Le lac intérieur était aussi un lieu très prisé par les couples en manque de romantisme grâce à son ambiance unique.

Ce soir-là, il n’y avait presque personne. Tout le monde ou presque faisait la fête au niveau 8, l’agora, et seuls quelques techniciens répartis un peu partout pour la rotation des maintenances étaient restés à leur poste.

Ils arrivèrent à la station d’épuration numéro quatre sur les indications de la lanceuse d’alerte. Elle était terrorisée et se blottit contre Hector. Le trio assista à une scène qui leur parut surréaliste pour leur environnement confiné et maîtrisé. Ce sentiment fut partagé par deux autres témoins, des robots d’entretien. Malgré leur absence de visage, ils trahissaient une expression confuse qui allait au-delà de leur programmation.

Un corps gisait pendu, accroché aux poutres des cuves de traitement de l’eau. Du sang qui s’était écoulé le long de ses bras et de ses jambes formait une sinistre marre au sol. Sabrina alla inspecter, tout portait à croire à un suicide. Derrière le cadavre, un message écrit au marqueur sur le réservoir :

LE CIEL EST UN MENSONGE

Un avatar de la Planificatrice se matérialisa à leurs côtés. Les éclairages s’actionnèrent également, révélant la sordide scène au grand jour artificielle.

— Que s’est-il passé ? demanda-t-elle.

— Patrick Romard, annonça Sabrina en consultant le badge de la dépouille, la voix tremblante. Il semble s’être suicidé par pendaison. C’est horrible…

— Vous avez quelque chose dans les enregistrements vidéo ? fit Claire à la Planificatrice.

— Cet endroit est une zone blanche. J’ai retrouvé la trace de Patrick Romard trois heures auparavant. Il se dirigeait ici.

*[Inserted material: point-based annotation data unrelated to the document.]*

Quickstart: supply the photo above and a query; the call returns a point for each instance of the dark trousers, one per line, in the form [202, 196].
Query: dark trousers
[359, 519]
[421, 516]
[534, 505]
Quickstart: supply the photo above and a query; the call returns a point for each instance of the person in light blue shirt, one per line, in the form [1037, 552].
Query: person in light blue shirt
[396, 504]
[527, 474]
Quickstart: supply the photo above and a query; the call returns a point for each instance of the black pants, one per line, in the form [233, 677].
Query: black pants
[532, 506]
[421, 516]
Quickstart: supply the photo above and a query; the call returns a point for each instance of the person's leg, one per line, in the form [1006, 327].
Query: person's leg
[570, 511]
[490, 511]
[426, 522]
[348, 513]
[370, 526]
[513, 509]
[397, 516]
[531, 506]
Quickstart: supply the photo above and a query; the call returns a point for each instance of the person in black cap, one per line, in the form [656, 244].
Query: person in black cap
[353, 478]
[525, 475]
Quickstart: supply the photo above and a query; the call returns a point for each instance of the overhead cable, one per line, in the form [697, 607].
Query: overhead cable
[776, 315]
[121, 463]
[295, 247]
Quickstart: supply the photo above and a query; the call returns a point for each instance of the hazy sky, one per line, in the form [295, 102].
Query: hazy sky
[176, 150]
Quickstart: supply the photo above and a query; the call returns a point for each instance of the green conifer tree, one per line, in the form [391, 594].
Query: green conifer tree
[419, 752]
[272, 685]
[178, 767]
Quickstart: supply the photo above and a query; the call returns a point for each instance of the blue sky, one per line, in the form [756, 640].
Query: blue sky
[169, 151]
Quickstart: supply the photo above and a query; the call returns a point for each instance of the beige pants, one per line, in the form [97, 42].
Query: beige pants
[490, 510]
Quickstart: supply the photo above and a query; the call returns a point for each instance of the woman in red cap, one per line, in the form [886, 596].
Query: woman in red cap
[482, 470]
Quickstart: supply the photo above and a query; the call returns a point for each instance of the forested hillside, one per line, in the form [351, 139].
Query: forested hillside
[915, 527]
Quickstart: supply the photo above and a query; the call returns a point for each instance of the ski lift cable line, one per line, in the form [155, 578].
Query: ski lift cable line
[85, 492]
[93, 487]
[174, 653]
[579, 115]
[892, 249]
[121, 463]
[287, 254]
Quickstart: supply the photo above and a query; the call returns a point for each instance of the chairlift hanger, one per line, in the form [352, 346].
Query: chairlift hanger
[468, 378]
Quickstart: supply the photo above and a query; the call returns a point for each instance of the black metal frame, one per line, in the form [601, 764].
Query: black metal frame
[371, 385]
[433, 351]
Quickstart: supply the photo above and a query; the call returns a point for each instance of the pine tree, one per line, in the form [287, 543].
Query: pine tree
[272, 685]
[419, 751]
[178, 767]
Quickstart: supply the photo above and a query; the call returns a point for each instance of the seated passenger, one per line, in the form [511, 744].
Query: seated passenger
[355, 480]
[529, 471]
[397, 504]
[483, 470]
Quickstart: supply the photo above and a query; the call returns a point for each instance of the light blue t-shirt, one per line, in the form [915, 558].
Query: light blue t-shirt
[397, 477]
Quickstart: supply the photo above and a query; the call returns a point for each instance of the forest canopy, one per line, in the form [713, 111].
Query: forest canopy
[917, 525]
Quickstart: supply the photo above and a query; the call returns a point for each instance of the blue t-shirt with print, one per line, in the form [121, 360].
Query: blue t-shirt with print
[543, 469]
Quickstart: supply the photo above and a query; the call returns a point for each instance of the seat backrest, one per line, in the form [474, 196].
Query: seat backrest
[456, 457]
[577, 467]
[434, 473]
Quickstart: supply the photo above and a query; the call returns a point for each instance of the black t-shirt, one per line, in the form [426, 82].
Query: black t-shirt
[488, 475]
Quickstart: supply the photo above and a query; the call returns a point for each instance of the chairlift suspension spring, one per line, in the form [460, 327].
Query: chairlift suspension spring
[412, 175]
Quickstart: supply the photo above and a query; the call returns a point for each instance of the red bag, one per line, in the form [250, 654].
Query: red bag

— Cela concorderait avec la couleur du sang séché au sol. Il a dû avoir une hémorragie interne à cause de la pression exercée, constata Sabrina.

— Hector, interpela Claire en pointant le témoin. Tu devrais l’amener au niveau médical pour qu’elle soit aidée. Elle a subi un sacré choc.

— Je m’en occupe.

Hector quitta la scène avec la technicienne encore sous le choc. Sabrina et Claire observaient longuement. Il n’y avait pas grand-chose de plus à relever en dehors du cadavre et de cette inscription. « LE CIEL EST UN MENSONGE », que cela pouvait-il bien dire ? Comment Patrick avait-il pu en arriver au point de se suicider ? Pourquoi laisser ce message cryptique ? Claire se tourmentait de questions.

— Claire, tu penses qu’il a été… ? chuchota Sabrina.

— Assassiné ? Nous vivons dans une boîte de conserve de cinq kilomètres de long depuis cinquante ans. Mais tout le projet a été construit autour de l’évitement des risques psychosociaux. Ce serait le premier incident de ce genre depuis.

— Je ne sais pas, mais pour moi il y a quelque chose qui ne va pas.

— Cette phrase, il voulait nous transmettre un message. Mais quoi ?

— Ou alors il avait perdu la raison ?

La Planificatrice interrompit leurs messes basses.

— Mesdames, je vous propose de retourner à vos quartiers. Je prends en charge la suite avec l’équipe sécurité. J’ai également avisé le Comité de Direction qui va traiter la situation. Merci pour votre signalement.

— Planificatrice, savez-vous si Patrick était sujet à un comportement dépressif ou à risque ?

— Claire, vous pensez bien que je ne suis pas en mesure de discuter avec vous du dossier médical des occupants.

— Oui, vous avez raison…

Claire et Sabrina se détournèrent de la scène et s’en allèrent. Après ceci de revenir à la fête du Nouvel An n’avait aucun sens. Elles préférèrent ainsi retourner dans leurs appartements.

Arrivée à sa cabine, Claire sortit de son placard une petite tablette. Un carnet de notes électronique qui lui servait de journal de voyage. C’était devenu une habitude avec le temps.

Mercredi 1er janvier 2308, 1 h 37 min TFC [1]

Cette nouvelle année a commencé avec une tragédie…

Elle sauvegarda cette entrée en concluant qu’elle se sentait dans une enquête policière, puis rangea son précieux journal avant d’aller se coucher. Mais comme elle pouvait s’y attendre après une telle expérience, le sommeil fut difficile à trouver.

[1] TFC : Temps Fédéral Coordonné. Cette échelle de temps remplaça le Temps Universel Coordonné (TUC, ou UTC en anglais) lorsque la Fédération des Nations Unis dû établir une mesure du temps cohérente entre la Terre et ses colonies sur la Lune ou dans les autres secteurs de l’espace. Elle fut adoptée le 1er janvier 2110.